Marvin: From a performance end, she is just a great artist. At least for me, it really raises my performance. 

I wanted to ask about the musical interludes that give breathing room to the story and gives a fantastical element to it. 

Covino: The interludes were this really important thing out of the gate. We kept talking about color and music. We kind of imbued the whole score with this really obscure French music from the 70s. Music can really represent different parts of our lives and give nostalgia to a character. Oftentimes, music is the lingering thing of your time with a person. That was a really interesting subtext to give under the film. The musical interludes were also a really fun way to break up the chapters. 

I know you guys didn’t plan this, but 1917 is sort of dominating the conversation about the one-take which I found kind of distracting while watching that movie, but in your movie you almost forget it’s happening. I read an interview with your cinematographer Zach Kuperstein and he said he looked at some one-take movies, but he also brought his own thing to it. 

Marvin: He did. I think for us it was almost the thing we were trying to avoid. We didn’t want to be the “Oh, you shot it in one shot?” movie. For us, it wasn’t about that. It was something we were using to explore and achieve our goal. It was more about the method of how we got there than how the method is the gimmick. 

Covino: We always had the option to cut if we wanted to, but we just kept finding these moments of immediacy with the characters. 

Covino: I also think it was fun to try it with a comedy.

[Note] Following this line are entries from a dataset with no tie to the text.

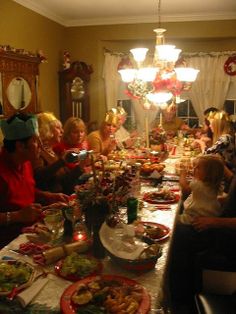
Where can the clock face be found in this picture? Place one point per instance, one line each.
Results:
(77, 89)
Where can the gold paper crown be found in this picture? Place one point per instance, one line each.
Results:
(121, 110)
(112, 117)
(16, 128)
(218, 115)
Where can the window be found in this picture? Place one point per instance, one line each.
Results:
(129, 122)
(230, 106)
(186, 112)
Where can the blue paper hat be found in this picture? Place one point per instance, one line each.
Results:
(17, 129)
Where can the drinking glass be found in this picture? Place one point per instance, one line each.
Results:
(54, 221)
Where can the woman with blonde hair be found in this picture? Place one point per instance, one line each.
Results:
(50, 170)
(223, 139)
(204, 188)
(102, 141)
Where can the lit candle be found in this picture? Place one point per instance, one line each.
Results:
(79, 236)
(147, 131)
(160, 118)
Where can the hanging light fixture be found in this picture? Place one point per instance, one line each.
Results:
(161, 81)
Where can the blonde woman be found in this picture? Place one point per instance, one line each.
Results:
(223, 140)
(203, 189)
(74, 138)
(50, 170)
(102, 141)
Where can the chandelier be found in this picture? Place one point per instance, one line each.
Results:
(162, 80)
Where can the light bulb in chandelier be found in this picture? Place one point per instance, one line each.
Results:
(160, 81)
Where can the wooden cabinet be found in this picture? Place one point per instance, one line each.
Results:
(19, 76)
(73, 89)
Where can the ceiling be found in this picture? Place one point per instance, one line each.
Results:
(105, 12)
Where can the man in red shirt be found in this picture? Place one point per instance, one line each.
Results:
(20, 201)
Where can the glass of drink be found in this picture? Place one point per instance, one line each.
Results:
(54, 221)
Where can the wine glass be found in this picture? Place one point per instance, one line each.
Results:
(54, 221)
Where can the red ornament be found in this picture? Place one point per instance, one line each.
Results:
(230, 66)
(125, 63)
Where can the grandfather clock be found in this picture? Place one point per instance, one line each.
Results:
(73, 88)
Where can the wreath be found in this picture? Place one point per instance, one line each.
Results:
(230, 66)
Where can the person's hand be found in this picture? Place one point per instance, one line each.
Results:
(56, 197)
(103, 157)
(134, 133)
(203, 223)
(130, 142)
(200, 143)
(182, 177)
(29, 214)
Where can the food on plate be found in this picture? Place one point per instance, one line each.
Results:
(152, 250)
(108, 296)
(78, 265)
(162, 195)
(148, 168)
(155, 232)
(13, 274)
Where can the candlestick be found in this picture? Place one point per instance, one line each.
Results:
(147, 131)
(160, 118)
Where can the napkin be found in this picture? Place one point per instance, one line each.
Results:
(155, 175)
(54, 254)
(27, 295)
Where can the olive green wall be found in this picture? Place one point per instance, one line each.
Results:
(87, 44)
(22, 28)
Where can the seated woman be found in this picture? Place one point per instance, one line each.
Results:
(20, 201)
(74, 138)
(102, 141)
(223, 140)
(170, 122)
(124, 138)
(50, 171)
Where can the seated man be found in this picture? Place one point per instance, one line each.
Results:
(170, 122)
(19, 199)
(124, 138)
(102, 141)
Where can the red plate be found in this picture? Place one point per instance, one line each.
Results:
(165, 230)
(74, 277)
(147, 197)
(68, 307)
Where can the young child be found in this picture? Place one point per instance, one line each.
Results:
(208, 171)
(74, 137)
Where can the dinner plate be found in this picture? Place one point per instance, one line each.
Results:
(19, 276)
(161, 234)
(68, 307)
(150, 198)
(79, 275)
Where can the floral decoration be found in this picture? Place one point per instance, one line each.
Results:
(157, 136)
(230, 66)
(138, 89)
(110, 188)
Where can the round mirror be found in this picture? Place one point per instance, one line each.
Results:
(77, 89)
(19, 93)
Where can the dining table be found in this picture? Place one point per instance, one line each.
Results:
(47, 299)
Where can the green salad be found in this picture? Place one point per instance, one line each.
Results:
(78, 265)
(13, 275)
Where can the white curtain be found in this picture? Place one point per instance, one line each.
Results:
(111, 79)
(212, 84)
(140, 114)
(114, 90)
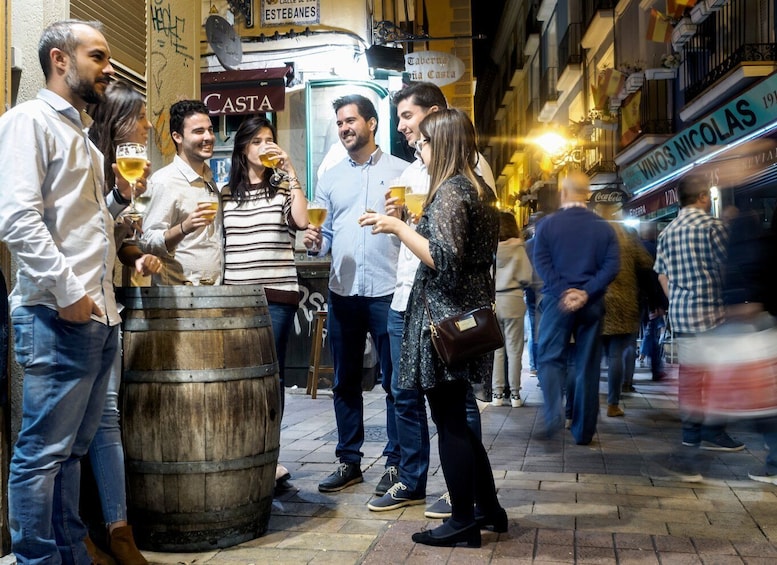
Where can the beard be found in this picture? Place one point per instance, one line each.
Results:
(83, 88)
(355, 142)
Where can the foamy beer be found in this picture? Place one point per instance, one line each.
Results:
(398, 191)
(211, 206)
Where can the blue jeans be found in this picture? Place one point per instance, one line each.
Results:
(348, 321)
(106, 452)
(66, 368)
(651, 346)
(556, 329)
(282, 318)
(621, 353)
(768, 427)
(410, 414)
(412, 448)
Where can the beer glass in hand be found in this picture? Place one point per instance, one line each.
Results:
(316, 217)
(271, 161)
(131, 161)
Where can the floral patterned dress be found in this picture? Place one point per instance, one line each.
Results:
(462, 231)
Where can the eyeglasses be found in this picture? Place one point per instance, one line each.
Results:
(419, 144)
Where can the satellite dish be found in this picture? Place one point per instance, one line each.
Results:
(225, 42)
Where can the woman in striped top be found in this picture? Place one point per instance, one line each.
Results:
(260, 222)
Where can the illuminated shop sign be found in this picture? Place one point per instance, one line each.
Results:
(290, 12)
(434, 66)
(741, 117)
(244, 92)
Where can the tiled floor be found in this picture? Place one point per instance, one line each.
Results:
(566, 503)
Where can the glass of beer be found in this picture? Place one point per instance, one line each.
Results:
(415, 202)
(398, 191)
(131, 159)
(209, 203)
(316, 217)
(271, 162)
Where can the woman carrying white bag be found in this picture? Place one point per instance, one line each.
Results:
(738, 360)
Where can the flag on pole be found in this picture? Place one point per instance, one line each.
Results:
(659, 28)
(676, 8)
(630, 119)
(609, 83)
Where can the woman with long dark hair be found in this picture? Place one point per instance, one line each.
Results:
(455, 239)
(260, 221)
(120, 118)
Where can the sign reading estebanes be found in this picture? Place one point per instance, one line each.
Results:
(434, 66)
(290, 12)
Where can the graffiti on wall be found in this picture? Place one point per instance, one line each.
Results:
(169, 50)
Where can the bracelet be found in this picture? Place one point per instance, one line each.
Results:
(118, 198)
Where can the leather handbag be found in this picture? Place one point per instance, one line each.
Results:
(464, 337)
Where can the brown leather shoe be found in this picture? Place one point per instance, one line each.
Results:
(97, 555)
(123, 547)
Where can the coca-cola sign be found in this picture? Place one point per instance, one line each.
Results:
(609, 195)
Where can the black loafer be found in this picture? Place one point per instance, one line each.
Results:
(448, 535)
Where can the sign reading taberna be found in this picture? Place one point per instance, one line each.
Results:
(434, 66)
(290, 12)
(744, 115)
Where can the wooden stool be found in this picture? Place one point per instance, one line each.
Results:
(314, 370)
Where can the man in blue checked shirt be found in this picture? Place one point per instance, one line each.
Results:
(690, 257)
(361, 279)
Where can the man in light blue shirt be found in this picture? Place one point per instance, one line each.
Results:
(361, 281)
(54, 218)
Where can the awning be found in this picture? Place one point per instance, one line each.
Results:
(245, 92)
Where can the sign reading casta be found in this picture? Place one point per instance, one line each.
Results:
(434, 66)
(290, 12)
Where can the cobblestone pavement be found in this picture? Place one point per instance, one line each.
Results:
(566, 503)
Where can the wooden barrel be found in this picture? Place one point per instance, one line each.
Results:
(200, 415)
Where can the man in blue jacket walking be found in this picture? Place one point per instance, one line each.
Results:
(576, 255)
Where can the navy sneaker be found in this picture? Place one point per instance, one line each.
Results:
(347, 474)
(390, 478)
(397, 496)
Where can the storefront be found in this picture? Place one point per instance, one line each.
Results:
(734, 147)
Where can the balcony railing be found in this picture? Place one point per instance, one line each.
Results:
(599, 157)
(531, 114)
(655, 110)
(723, 41)
(569, 50)
(548, 91)
(590, 7)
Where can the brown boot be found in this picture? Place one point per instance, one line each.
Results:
(123, 547)
(97, 555)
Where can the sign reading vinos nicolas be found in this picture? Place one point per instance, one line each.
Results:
(290, 12)
(434, 66)
(744, 115)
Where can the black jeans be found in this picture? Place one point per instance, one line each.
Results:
(464, 461)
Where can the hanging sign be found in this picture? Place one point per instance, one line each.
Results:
(290, 12)
(434, 66)
(744, 115)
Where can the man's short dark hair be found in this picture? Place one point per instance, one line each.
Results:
(363, 104)
(60, 35)
(182, 110)
(423, 94)
(690, 188)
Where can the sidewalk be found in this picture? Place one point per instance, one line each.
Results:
(566, 503)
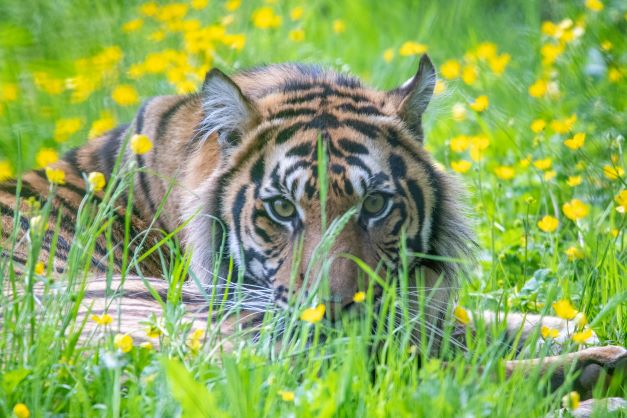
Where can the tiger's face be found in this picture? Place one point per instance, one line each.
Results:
(268, 191)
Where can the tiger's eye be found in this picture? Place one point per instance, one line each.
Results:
(283, 208)
(374, 204)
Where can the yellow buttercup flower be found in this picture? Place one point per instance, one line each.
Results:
(46, 157)
(55, 175)
(97, 181)
(287, 395)
(450, 69)
(265, 18)
(594, 5)
(571, 401)
(573, 181)
(574, 253)
(297, 13)
(548, 223)
(105, 123)
(537, 126)
(64, 128)
(470, 74)
(614, 75)
(125, 95)
(359, 297)
(576, 141)
(21, 411)
(104, 319)
(140, 144)
(583, 336)
(313, 315)
(460, 143)
(621, 200)
(480, 104)
(549, 175)
(199, 4)
(581, 320)
(6, 170)
(461, 166)
(461, 314)
(40, 268)
(388, 55)
(564, 309)
(153, 331)
(548, 332)
(232, 5)
(339, 26)
(613, 173)
(562, 126)
(575, 209)
(505, 172)
(123, 342)
(410, 48)
(543, 164)
(539, 88)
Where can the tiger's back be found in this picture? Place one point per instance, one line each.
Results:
(229, 155)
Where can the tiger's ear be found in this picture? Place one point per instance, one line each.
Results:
(226, 111)
(413, 97)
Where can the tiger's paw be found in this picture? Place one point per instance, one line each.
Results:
(594, 407)
(601, 365)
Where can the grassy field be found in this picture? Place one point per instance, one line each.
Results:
(530, 110)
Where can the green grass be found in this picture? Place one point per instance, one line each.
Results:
(521, 268)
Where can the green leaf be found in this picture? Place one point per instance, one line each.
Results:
(195, 399)
(11, 379)
(12, 35)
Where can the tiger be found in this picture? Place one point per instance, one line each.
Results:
(238, 168)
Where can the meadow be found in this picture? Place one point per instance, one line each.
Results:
(529, 111)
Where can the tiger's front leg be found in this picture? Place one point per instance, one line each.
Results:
(595, 365)
(586, 370)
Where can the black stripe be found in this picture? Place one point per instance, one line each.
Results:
(300, 150)
(361, 110)
(292, 113)
(10, 212)
(108, 152)
(287, 133)
(367, 129)
(139, 119)
(353, 147)
(323, 121)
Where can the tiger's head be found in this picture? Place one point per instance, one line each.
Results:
(269, 124)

I get it in a dramatic sense––sort of a relentless you-can’t-look-away kind of movie. But with a comedy, for us it was like, how do you do that? 

In crafting the characters, how did you find the balance between them being endearing, but also kind of wanting to turn away from them at the same moment? 

Covino: There was always this question of if we were stepping over the line or are we going to lose people with this character? It always came back to: are the character’s intentions pure underneath it all even if they are making the wrong decisions? I think the thing I was trying to find out with my character was—in his bat-shit roundabout way — trying to do the right thing. 

Marvin: We were always trying to make sure we understood the character’s intentions so well so that when we were going through it on the day, it felt completely natural. 

It’s rare for a movie to play Cannes and go all the way through to the fall festivals and now beyond. I’m curious what you guys think of the journey so far?

Covino: We’re not complaining. It’s like all the festivals you want to go to. It’s a wild, bizarre ride that was unexpected. Last year we didn’t even know where we would premiere. We didn’t even know if we would be at some random regional festival, which would have been great, but it wouldn’t have been a chance to sell the film in the same way. Then we got this out-of-the-blue call from Cannes and that changed our lives in a very unexpected way. 

What are you hoping the takeaway from the film is? 

Covino: We just hope that the movie can just make it out there. We love comedies, so for purely selfish reasons, we want people to be able to get out and enjoy it in theaters. But there is something really important for us that every single comedy to break out and succeed. We need a Napoleon Dynamite: a movie that comes out of nowhere and explodes because that is foundationally what American independent cinema is. If a movie comes out of one of these festivals this year and does that, we would be stoked because it means that more comedies will get made, and there is more of a chance for new comedic voices to be telling stories in different ways. This is the way to do it because you aren’t able to get to do it with a studio. It is a testament to our financiers who let us do it like that and said go for it, we believe in the vision. So that’s what I think the hope is. Whatever happens this year, that there is a comedy that is independently made and transcends. 

The Climb is available in limited theaters now.